Juntamo-nos ao resto do grupo e Rui Chafes diz ao curador que as peças não estão exactamente onde ele queria. Houve um problema com a empresa que as descarregou, especializada em transporte de arte, que se recusou a pô-las mais abaixo na ravina porque era perigoso e podia estragar as peças. Mesmo assim, já tinham descido uns bons metros, porque o escultor, literalmente, empurrou-as até elas encalharem na saliência seguinte. As marcas são visíveis na pintura preta do ferro e no próprio artista, que ainda coxeia do esforço e só hoje de manhã entregou as canadianas. Mas ainda estão, na sua opinião, muito próximas do céu, no recorte que fazem contra a paisagem para quem observa do outro lado de lá, do Convicinio de Santo António.
Já dentro do carro, a caminho do convicinio, Chafes planeia com o fotógrafo Alcino Gonçalves, um antigo colega do curso de escultura, o que é preciso ainda fazer.
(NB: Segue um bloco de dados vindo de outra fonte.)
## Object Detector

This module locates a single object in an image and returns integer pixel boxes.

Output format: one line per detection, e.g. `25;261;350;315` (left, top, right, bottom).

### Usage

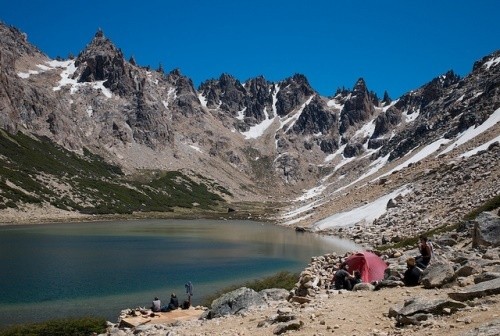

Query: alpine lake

O céu está a abrir e o artista receia que a luz fique demasiado intensa para fotografar. "Consegues pôr a objectiva dentro do telescópio? Fica preto à volta e vêem-se as peças deste lado." Diz ao fotógrafo que é o mesmo que foi feito em Sintra com o Palácio da Pena, em 2000, na exposição que tinha várias peças espalhadas pelo parque. "Alcino, quando entrares nas igrejas, vais perceber que a luz está muito pior do que ontem à noite."
Dez minutos depois, está Alcino já com o olho mecânico dentro do "telescópio" apoiado no muro do convicinio. "Não se vêem as peças", avisa o fotógrafo. Rui Chafes diz que não faz mal, porque no catálogo, a publicar em Janeiro, estas fotos vão aparecer ao lado das que fizemos do outro lado da ravina e as pessoas vão conseguir fazer a leitura correcta.
Antiesculturas
Paulo Cunha e Silva chega com um grupo que veio do Porto para ver a exposição. Um deles, António Mendes, tem uma peça de Chafes na sua colecção de arte. E, reconhece o conselheiro cultural, Chafes tinha razão, porque a luz sobre as obras funciona melhor à noite. Chegam também dois críticos de arte de Bari, pai e filha, que também querem ver a exposição antes da inauguração.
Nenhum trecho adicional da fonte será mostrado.